The purpose of this plan is to mobilise resources and crystallise action to facilitate effective surveillance, research, coordination, diagnosis, infection control, case management and information dissemination and hence handling of the problem.

Main Assistance needed from the International Community

Response activities are coordinated by the multi-sectoral task force through its 6 technical working groups. International community are partners in the National Avian Influenza Multi-Sectoral Task Force. The main forms of assistance expected from the international community include :

  • Technical assistance and information
  • Mobilisation of resources and funding
  • International liaison & coordination
  • Harmonisation of monitoring and evaluation indicators
  • Strengthen at least one of the existing laboratories to the level of a regional Influenza reference facility

ACTION TAKEN OR COMPLETED BY STAKEHOLDERS

Various stakeholders from the privare, pubic, civil society and development partner sectors have taken, planned and/or contemplated some activities geared towards addressing the Avian Flu problem among them the following:-

i)Ministry of Health

  • Multisectoral Taskforce in place, formed during the first avian influenza WHO alert in 2004.
  • Integrated disease surveillance being implemented by the in all districts and will be strengthened for influenza surveillance.
  • MOH in collaboration with KEMRI is currently undertaking the Flu surveillance through a Flu surveillance network of private medical practitioners. This surveillance is limited in Nairobi & will be expanded through additional sentinile sites.
  • Diagnostic laboratory capacity to identify the virus is available in the country at KEMRI. Additional facilities will however be required.
  • An alert issued to all health facilities with instructions to start preparing isolation units should need arise.
  • Treatment: There is currently no vaccine available for H5N1 virus strin.
  • The drug for treatment is Tamiflu but is not available in the country and supply not adequate. Discussed with WHO to assist in availing it to the country
  • Infection Prevention and Control: Protective gear ordered in advance, but there is need to establish requirements for the current response & gaps. Some materials available for normal preparedness.
  • The workload in health facilities is anticipated to be very high. The health facilities should be stocked with all necessities for response.
  • All ports of entry have been alerted. Wild birds would still migrate into the country with or without immigration controls.
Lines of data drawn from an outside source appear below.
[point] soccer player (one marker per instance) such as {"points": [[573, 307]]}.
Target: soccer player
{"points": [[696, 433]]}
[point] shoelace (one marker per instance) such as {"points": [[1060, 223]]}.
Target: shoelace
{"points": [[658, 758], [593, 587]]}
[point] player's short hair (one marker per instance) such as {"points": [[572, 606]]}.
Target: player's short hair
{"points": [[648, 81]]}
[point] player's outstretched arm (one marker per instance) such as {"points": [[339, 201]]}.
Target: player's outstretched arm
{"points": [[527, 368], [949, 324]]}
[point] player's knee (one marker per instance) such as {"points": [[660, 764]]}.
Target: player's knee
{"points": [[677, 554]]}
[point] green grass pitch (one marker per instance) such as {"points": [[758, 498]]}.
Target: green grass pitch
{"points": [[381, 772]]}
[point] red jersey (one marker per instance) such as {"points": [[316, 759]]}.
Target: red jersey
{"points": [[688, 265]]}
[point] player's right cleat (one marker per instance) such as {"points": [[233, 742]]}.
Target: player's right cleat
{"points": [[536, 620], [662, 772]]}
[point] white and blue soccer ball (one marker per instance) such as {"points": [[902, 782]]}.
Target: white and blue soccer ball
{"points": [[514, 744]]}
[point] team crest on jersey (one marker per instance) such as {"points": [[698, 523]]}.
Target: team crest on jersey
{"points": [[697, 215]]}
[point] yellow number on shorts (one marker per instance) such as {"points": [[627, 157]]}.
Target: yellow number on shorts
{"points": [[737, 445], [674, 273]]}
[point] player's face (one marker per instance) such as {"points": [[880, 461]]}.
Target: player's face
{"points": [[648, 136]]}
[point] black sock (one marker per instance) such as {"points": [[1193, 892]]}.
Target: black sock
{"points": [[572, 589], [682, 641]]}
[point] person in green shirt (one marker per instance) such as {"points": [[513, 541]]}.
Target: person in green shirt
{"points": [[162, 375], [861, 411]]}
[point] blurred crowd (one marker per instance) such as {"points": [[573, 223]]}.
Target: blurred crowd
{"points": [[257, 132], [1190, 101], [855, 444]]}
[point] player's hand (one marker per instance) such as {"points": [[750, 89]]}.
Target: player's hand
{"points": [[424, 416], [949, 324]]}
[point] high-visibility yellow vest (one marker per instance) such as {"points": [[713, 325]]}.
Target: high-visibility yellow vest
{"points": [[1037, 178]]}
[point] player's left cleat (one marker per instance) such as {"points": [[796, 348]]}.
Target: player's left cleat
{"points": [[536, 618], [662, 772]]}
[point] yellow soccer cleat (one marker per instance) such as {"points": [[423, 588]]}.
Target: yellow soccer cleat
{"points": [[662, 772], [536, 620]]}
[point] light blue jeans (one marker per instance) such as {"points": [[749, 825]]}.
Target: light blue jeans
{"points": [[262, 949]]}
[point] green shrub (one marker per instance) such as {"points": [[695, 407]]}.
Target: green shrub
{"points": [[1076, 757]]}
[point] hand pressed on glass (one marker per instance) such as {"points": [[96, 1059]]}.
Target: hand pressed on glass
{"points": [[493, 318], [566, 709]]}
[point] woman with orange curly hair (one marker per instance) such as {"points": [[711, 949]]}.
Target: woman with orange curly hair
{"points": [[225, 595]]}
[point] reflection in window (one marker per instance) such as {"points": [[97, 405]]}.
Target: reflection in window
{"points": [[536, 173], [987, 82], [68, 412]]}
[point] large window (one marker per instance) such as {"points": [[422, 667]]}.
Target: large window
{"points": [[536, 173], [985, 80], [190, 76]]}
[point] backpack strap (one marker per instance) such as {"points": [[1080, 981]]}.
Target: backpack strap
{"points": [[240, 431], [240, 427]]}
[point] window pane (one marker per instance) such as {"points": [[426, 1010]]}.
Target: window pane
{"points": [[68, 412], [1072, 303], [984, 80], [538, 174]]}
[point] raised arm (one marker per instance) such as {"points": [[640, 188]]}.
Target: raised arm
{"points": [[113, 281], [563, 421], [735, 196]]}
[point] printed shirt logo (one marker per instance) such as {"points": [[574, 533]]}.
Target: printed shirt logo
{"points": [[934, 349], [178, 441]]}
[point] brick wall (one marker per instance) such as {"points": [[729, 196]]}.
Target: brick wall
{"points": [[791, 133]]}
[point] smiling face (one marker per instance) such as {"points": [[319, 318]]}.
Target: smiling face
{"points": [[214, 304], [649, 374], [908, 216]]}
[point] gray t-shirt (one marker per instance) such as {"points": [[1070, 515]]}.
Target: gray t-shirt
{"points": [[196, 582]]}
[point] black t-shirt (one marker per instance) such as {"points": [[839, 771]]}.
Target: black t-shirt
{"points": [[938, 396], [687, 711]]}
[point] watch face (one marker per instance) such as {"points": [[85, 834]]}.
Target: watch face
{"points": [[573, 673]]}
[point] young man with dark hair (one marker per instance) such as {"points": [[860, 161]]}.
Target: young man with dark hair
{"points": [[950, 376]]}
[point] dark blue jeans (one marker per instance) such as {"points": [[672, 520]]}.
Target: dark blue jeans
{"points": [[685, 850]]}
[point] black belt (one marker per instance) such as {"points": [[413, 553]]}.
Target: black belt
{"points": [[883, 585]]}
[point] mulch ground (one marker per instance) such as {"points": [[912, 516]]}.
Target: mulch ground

Winter is approaching in Europe and birds are expected to fly into the country.
  • Importation of poultry and poultry products will be contained through the ports.
  • KEMRI - the personnel is available, but need upgrading of the lab to protect staff.

ii)Ministry of Livestock and Fisheries Development

  • Addressed a press conference on 18th October 2005 stating government position.
  • Mobilised all veterinary officials for a technical briefing on Avian Flu and actions required of them.
  • Established a hotline for the public to ask questions on Avian Flu manned by technical staff at Kabete. The Numbers are 020-631639 and 0722-726682
  • Prepared IEC materials for electronic and print media, for use in public education.
  • Assessed the laboratories at the headquarters and regionally to see whether they meet surveillance requirements with requirements & costs.
  • Assessed the available veterinary expertise and found adequate
  • Assessed required funds and set priorities thus:.
  1. Materials for professionals, media & public sensitisation;
  2. protective clothing for professionals safety and
  3. laboratory reagents that may cost Ksh 1 million
  • A Veterinary preparedness task force of 7 is meeting at Kabete and a vehicle has been made available to it.
  • An AU-IBAR ymposium was held in Sept to inform stakeholders on the threat from Avian flu and adopt a strategy to enable the region to cope. Country delegates were asked for proposals on disease control and review of epidemiology. During the neeting it was reported that:

Africa is estimated to have 1.1billion chicken population and 2% may get affected and require to be culled.